Tanning utiliza la puerta para dividir el espacio privado y público, en sus pinturas y esculturas los cuerpos se arquean o batallan contra la puerta, alcanzan la puerta medio abierta o se zambullen más allá de su marco sombrío. "La puerta era para la artista una invitación para entrar en un mundo de sueños y miedos", señalaba el director del museo, Manuel Borja-Villel durante la presentación.

Siete décadas de carrera

Del mismo modo, los visitantes deben prestarse para abrir una (o varias) de esas inquietantes puertas ("tú sacas el cuadro de su jaula", que diría la artista) y encomendarse a un viaje sin límites en el fondo y en la forma.
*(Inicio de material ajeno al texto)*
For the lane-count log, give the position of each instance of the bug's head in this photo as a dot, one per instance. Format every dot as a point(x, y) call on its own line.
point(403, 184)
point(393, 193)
El museo reúne más de 150 obras realizadas a lo largo de 70 años - Tanning murió superados los cien- y en los más variados formatos: pinturas, dibujos, collages, esculturas e instalaciones.

La exposición explora a conciencia la vida personal y la trayectoria de una artista que "abrió las puertas a una generación de mujeres rebeldes, que quisieron crear su propio lenguaje", como la define la comisaria Alyce Mahon.

Descubriremos cómo fue relación con Max Ernst - con quien se casaría en una ceremonia doble junto a Man Ray y Juliet Browner- basada en su pasión compartida por el arte y el ajedrez, ese juego "voluptuoso, cerca de los huesos", como ella lo definía. La presencia de las femme-enfant o niñas-mujer, que representan el paso de la infancia a la edad adulta, de la inocencia al despertar sexual; o su personal exploración de la familia en una de sus obras más atormentadas: Maternity.

En los años 60, Tanning abandona la pintura por la máquina de coser. Comienza entonces una prolífica producción de "esculturas blandas", precursoras de las de Louise Bourgeois, y que añaden al carácter surrealista de su obra el sentido del tacto y su poder fetichista. La suma de algunas de ellas dará lugar a instalaciones como Hôtel du Pavot, Chambre 202 (1970-73), donde miembros femeninos carnosos atraviesan las paredes de una habitación de hotel y, donde, cómo no, aparece una de sus omnipresentes e inquietantes puertas.

Poetisa octogenaria

Mujer inquieta y curiosa, Tanning cambiaría los pinceles por la pluma ya superados los 80. Ella misma llegaría a definirse como "la más vieja de los nuevos poetas emergentes". En 1986 publicaría su primera autobiografía, Birthday, y en el 2001, otra titulada Between Lives: An Artist and Her World. Su primer libro de poemas A Table of Contents llegaría en el 2004 junto a su novela corta Chasm: A Weekend. Poco antes de morir, en 2012, publicaría su segundo poemario: Coming to That.